Le Larzac est un territoire mythique, un territoire mental. Les choses y sont immuables ; tout y est à la longue changé en pierre ou en statue de sel. Et cet espace n’a pas de fin. Vous y entrez dans une position que vous croyez être la position debout, alors même que vous avez atteint sans le savoir la quatrième dimension, que vous avez pénétré sans même savoir qu’elle existait vraiment l’antimatière, la masse manquante de l’univers, par laquelle transitent, comme en lévitation, entre autres êtres extravagants, les extraterrestres et quelques hérauts de science-fiction, anti-héros d’un roman-feuilleton, d’un polar-photo, d’un road-movie immobile et à la gomme : les Impitoyables.

Quand ils alunissent sur le Larzac, leur histoire, elle, touche à sa fin ; leur histoire en tant que succession de poursuites infernales, de déflagrations de revolvers, de chambres dans des hôtels bon marché, de sueurs froides, de solitudes paranoïques…

Le Kid de Sugar Lake City, parvenu à la tête de l’Organisation après maints coups pendables, a convié les Impitoyables pour le désert sous des cieux lourds de menaces, d’orages magnétiques – des cieux lourds et d’un bleu tourmenté comme une orange mécanique.

Les Impitoyables n’avaient pas cru opportun de décliner l’invitation, inconsciemment convaincus d’avoir rendez-vous sous cette latitude improbable avec leur destin et le déclin.

Et inconsciemment, Les impitoyables avaient raison ; le “Kid” entendait bien se débarrasser de ses anciens hommes de main (jeu de vilains), les passer incessamment par les armes, armes dont il était totalement exclu qu’ils pussent cette fois-ci avoir le choix.
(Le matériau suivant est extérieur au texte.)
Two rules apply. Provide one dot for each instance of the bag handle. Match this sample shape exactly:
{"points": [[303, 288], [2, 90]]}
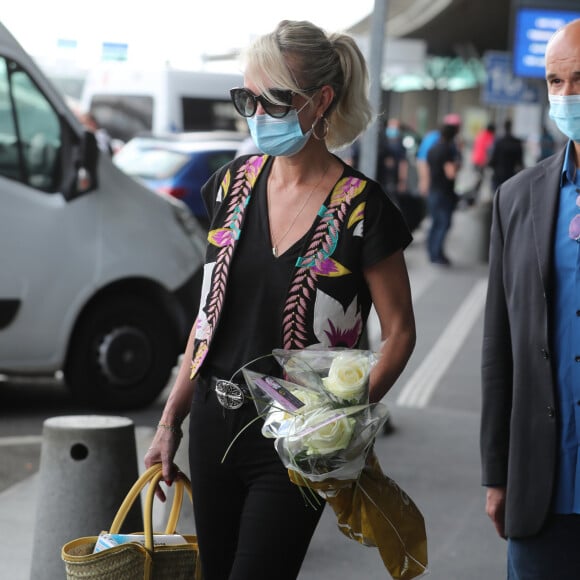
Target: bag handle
{"points": [[152, 477]]}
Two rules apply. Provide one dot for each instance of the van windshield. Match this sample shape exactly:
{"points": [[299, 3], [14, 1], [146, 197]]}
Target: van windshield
{"points": [[149, 162], [123, 116]]}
Ainsi de la justice des sans foi ni loi, expéditive, impitoyable…

L’arme, ce serait l’attente ; ce serait le désert. Le silence. La gamberge. Et puis la mauvaise conscience, la conscience tout court. Le Larzac immuable, tout en pierres sèches et en statues de sel. Une fin en soi : l’exact contraire d’un happy end…
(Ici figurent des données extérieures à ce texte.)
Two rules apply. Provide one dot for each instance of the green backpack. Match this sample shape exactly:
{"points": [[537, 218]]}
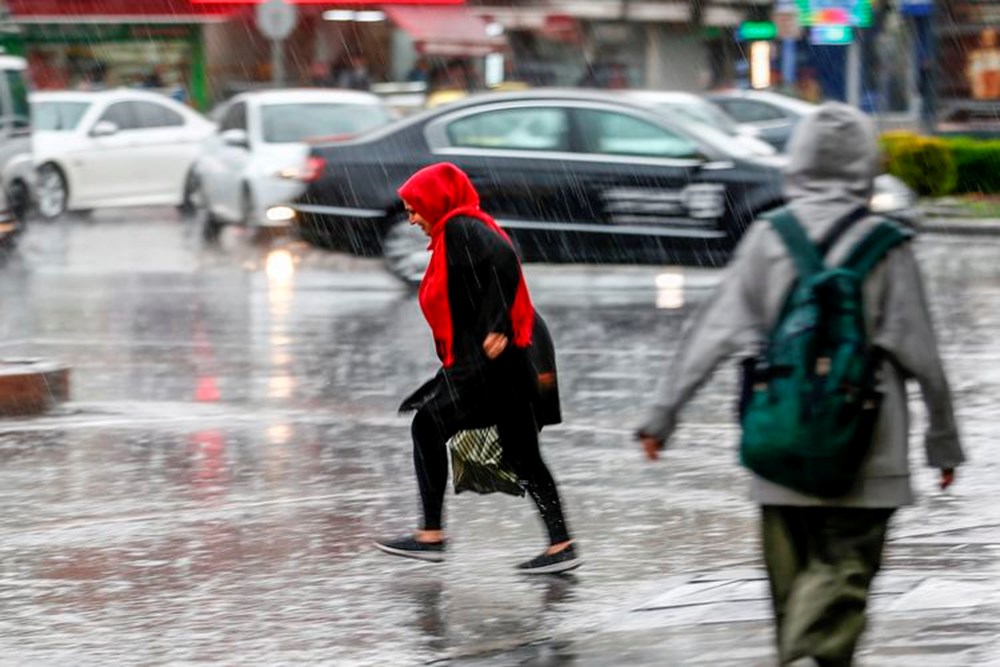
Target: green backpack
{"points": [[810, 402]]}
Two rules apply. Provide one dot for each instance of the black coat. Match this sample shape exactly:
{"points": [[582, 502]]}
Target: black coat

La journée touchait à sa fin. Tout n’était que désert qui poudroie, horizons qui flambloient, et Monsieur O. mesurait enfin le caractère exceptionnel de la journée qui venait de s’écouler. Jusque-là, il n’avait pas attaché d’importance au décor, au paysage qui l’entourait, et puis là, subitement, tout lui était devenu familier, les pierres millénaires sur lesquelles s’écorchaient les ombres des nuages, les statues de sel en lesquelles ceux qui étaient passés ici avant lui et les Impitoyables avaient été changés – maudits et pétrifiés à jamais. “C’est pas si mal ici, ça ferait un beau cimetière. Je crois bien que je vais reprendre encore un peu de désert.” Voilà, ce serait la dernière chose qu’il dirait, son épitaphe exemplaire du comique de répétition.